1970年。ギターが抜け、ベースが交代、4人編成。サイケデリックロックの影響を受け、前作から大幅に曲が長くなった。「ビューティフル・ドーター」以外の曲は5分から10分ある。A面の3曲はロイ・ウッドの作曲、B面の3曲はカバー。「ビューティフル・ドーター」はビートルズの「エリナー・リグビー」のような曲。「チェリー・ブロッサム・クリニック・リヴィジテッド」はギターソロでバッハのカンタータ「主よ、人の望みの喜びよ」とチャイコフスキーの「くるみ割り人形」の「中国の踊り」を使っているが、曲の後半にギターソロを付け加えただけのような構成。「フィールズ・オブ・ピープル」も11分弱のうち前半6分はポップスの体裁を整えているが、その後はインド音楽に影響を受けたギターソロになる。長い曲でもボーカルコーラスは健在だ。
1970年。ボーカルが交代しジェフ・リンが加入。ロイ・ウッドとジェフ・リンが多くの楽器を演奏する。ロイ・ウッドはサックス、チェロ、オーボエ、ジェフ・リンはピアノを使う。ジェフ・リンのピアノはブギウギやジャズ由来が多く、「フィール・トゥ・グッド」ではガーシュウィンの「ラプソディー・イン・ブルー」の一節を入れている。

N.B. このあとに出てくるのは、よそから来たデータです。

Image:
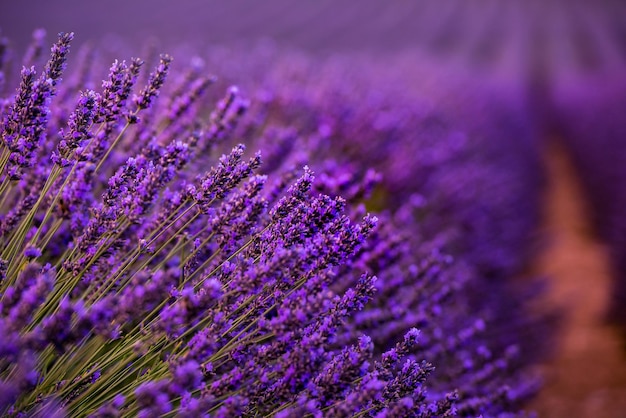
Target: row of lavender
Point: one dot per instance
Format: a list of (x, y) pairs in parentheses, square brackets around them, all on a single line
[(586, 103), (144, 274)]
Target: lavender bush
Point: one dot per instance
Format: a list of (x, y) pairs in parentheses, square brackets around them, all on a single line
[(144, 274)]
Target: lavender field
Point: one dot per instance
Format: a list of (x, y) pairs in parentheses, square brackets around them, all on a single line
[(326, 209)]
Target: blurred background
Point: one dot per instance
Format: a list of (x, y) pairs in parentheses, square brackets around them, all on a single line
[(563, 61)]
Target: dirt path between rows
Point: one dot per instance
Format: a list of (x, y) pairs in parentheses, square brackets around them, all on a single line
[(587, 376)]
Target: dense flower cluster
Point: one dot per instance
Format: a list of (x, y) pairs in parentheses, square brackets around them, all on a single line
[(141, 273)]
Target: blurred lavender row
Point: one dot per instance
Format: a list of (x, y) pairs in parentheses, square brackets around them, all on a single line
[(244, 285)]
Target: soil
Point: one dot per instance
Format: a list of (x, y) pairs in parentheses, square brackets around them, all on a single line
[(587, 375)]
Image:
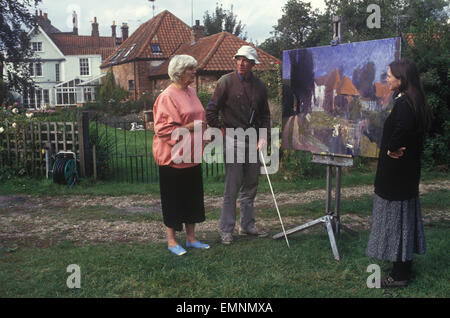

ロックンロールや60年代ポップスを好む若者が、サイケデリックロックやプログレッシブロックの流行を受けて長い曲を作ったところは前作と同じ。ロイ・ウッドが多数の楽器を使い始め、ロックの範囲を広げていく端緒となるアルバム。
1971年。ベースが抜け3人編成。長くても5分半程度になったが、多くの人に受け入れられるほどのポップさを持つ曲は少ない 。「ドント・メス・ミー・アップ」はドゥーワップ、「ベン・クローリー・スティール・カンパニー」はカントリー調。全体にロイ・ウッドのベースが目立ち、「アンティル・ユア・ママズ・ゴーン」から「ザ・ミニスター」、「ワーズ・オブ・アーロン」」は曲の推進力となっている。多数の楽器を演奏するロイ・ウッドは、弦楽器ではチェロ、木管楽器ではオーボエ、ファゴット、金管楽器ではトロンボーン、テナーサックスを多用し、低音を好むようだ。